Chief Mills, head of the Palm Springs Police Department, told the City Council on Jan. 28 that traffic collisions remain a leading local safety problem and outlined a three-part approach to reducing crashes.
"The bottom line is anybody dying in our city is one too many," Mills said, after presenting data showing 1,497 recorded collisions between 2023 and 2025, of which 549 had visible injuries, 110 were severe and 27 were fatal. He noted that DUI, failure to yield and speeding together account for more than half of collisions.
Mills framed the response around engineering, education and enforcement. On engineering, he urged traffic-calming measures such as circles and lane adjustments and suggested city staff study European-style treatments; on education, he endorsed campaigns like Vision Zero to change driver behavior; on enforcement he described stepped-up operations including "Operation Rearview Mirror," calibration of vehicle speedometers, and plans to restore motor officer staffing to three officers after recent losses.

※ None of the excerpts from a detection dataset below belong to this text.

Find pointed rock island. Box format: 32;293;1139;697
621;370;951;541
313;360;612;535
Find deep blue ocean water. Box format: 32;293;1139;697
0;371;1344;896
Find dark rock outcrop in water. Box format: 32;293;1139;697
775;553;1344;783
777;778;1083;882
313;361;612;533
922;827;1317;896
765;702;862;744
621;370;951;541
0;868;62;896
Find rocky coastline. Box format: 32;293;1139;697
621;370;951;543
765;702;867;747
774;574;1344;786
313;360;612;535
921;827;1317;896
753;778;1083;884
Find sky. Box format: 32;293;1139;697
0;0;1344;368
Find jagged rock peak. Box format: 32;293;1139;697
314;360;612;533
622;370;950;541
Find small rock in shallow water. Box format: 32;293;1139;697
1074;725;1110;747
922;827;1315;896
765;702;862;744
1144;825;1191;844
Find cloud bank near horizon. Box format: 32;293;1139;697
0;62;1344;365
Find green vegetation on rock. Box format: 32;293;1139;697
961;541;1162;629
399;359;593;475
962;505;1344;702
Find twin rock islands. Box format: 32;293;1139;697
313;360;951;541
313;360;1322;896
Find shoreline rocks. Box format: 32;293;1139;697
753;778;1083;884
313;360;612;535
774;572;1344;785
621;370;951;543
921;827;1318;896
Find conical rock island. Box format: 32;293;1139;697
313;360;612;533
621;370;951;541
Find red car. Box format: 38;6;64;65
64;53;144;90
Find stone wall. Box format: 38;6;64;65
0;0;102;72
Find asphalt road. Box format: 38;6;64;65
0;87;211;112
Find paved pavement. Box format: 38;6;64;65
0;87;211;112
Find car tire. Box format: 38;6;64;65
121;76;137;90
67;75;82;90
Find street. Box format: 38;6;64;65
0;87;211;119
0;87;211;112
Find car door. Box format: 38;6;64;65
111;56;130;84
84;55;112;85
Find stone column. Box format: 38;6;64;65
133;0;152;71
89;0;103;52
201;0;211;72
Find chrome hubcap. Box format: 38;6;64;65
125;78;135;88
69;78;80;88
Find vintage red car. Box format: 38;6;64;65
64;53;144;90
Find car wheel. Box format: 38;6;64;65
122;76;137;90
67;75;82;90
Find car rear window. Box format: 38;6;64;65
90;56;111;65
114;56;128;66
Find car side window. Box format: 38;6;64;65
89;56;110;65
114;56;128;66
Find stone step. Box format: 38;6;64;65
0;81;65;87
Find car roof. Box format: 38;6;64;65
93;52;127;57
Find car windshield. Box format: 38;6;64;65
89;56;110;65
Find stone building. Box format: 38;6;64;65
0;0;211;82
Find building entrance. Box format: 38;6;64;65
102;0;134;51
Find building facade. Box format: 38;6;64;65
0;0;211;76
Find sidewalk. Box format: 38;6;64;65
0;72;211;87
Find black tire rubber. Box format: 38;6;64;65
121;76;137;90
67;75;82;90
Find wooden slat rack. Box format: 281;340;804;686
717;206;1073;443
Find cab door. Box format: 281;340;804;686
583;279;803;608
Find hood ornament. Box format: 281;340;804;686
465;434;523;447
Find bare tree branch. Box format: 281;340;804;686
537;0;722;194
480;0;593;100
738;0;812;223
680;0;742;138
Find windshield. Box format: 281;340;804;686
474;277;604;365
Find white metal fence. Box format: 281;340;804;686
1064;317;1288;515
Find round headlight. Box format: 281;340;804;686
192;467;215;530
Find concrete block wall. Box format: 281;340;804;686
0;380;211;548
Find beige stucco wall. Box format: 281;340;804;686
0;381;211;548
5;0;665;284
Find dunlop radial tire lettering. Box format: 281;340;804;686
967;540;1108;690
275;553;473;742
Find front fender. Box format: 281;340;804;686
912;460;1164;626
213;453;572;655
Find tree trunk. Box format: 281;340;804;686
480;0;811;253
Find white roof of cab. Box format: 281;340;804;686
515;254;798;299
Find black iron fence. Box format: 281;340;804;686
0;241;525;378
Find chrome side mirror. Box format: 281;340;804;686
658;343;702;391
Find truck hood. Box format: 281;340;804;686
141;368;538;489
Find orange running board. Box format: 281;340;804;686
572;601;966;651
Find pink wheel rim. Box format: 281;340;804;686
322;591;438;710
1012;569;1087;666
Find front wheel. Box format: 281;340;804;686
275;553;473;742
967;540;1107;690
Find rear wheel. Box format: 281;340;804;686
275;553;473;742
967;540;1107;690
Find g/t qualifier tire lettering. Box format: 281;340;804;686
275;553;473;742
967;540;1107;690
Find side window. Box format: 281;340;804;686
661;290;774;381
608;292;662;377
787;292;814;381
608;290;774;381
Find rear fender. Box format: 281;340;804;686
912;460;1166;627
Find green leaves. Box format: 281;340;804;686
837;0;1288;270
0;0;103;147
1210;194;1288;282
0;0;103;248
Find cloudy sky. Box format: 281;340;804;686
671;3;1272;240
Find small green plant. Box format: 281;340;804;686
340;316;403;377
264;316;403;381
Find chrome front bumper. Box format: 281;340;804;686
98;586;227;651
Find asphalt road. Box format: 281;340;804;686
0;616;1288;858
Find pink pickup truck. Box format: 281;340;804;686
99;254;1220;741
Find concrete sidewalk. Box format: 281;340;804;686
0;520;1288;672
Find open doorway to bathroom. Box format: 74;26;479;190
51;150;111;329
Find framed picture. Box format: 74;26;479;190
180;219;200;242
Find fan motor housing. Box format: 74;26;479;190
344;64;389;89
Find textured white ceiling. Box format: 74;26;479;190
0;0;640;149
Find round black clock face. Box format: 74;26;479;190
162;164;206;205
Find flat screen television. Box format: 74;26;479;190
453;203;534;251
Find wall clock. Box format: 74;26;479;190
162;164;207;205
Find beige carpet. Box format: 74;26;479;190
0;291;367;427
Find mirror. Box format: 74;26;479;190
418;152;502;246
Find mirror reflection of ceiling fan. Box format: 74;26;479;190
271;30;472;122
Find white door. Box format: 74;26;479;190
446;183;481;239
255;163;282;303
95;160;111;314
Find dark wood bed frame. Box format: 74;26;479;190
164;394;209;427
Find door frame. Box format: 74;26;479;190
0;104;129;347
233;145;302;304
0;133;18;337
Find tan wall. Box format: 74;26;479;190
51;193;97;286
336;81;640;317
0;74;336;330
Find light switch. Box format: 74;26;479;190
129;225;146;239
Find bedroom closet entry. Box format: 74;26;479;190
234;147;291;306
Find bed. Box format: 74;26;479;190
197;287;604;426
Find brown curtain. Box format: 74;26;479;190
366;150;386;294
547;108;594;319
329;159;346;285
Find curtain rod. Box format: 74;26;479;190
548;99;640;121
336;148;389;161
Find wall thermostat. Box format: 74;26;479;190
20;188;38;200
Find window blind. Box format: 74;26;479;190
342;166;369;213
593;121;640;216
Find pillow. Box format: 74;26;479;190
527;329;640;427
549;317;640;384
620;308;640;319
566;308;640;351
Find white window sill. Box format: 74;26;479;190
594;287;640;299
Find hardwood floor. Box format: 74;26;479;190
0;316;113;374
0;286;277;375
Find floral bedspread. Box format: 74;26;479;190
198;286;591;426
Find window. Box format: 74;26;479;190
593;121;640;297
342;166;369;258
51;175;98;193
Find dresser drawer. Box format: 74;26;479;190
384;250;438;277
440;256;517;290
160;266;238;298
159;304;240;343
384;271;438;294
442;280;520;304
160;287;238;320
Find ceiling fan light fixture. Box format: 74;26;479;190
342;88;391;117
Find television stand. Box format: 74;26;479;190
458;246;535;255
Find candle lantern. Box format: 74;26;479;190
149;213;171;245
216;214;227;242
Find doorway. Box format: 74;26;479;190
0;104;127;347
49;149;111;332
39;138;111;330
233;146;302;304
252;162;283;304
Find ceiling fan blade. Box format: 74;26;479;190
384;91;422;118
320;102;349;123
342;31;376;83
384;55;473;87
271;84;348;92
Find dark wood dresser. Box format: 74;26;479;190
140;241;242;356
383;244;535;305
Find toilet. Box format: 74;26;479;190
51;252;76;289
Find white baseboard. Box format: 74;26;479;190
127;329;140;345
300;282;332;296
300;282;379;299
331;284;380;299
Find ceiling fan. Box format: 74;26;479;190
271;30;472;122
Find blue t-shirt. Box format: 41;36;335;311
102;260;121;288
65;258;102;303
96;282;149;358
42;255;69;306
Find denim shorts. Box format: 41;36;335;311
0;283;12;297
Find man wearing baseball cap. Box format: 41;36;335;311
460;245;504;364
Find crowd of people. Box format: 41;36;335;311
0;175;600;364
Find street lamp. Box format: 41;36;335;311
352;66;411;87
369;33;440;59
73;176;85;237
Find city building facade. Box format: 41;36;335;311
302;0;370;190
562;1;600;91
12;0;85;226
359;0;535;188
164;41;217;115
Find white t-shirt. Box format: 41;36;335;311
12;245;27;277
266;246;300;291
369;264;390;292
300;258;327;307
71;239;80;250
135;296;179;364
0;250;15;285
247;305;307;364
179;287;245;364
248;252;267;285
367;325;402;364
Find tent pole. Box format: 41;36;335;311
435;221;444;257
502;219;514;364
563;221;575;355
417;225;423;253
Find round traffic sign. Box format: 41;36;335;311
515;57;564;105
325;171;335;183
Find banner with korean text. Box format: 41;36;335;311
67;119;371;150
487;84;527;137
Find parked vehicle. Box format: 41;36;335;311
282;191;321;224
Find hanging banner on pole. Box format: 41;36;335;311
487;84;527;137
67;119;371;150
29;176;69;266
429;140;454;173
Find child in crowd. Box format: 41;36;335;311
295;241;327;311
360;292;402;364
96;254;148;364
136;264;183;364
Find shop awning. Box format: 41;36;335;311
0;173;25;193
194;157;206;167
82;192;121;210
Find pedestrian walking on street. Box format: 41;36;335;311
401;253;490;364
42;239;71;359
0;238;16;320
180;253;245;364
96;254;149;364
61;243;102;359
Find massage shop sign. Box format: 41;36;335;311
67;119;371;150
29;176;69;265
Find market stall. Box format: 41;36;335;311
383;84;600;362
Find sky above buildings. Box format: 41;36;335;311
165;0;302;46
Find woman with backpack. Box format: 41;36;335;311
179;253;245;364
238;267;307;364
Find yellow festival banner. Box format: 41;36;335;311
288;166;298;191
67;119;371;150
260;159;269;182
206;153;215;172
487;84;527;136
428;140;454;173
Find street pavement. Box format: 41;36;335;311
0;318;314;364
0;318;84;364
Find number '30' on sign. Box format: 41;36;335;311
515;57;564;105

Council members asked for more detail on red-light and signal violations and whether camera or drone technologies could help. Mills said signal enforcement can be difficult without clear line-of-sight or corroborating evidence but offered to run plate checks on complaints submitted by residents and to share additional analysis the department is compiling.
Several council members and the chief discussed pedestrian safety in particular; Mills said eight of recent fatal collisions involved pedestrians walking in the roadway and urged both better street design and countermeasures to reduce exposure. The council encouraged staff to return with data-driven engineering proposals and to coordinate possible grant funding for targeted enforcement and education programs.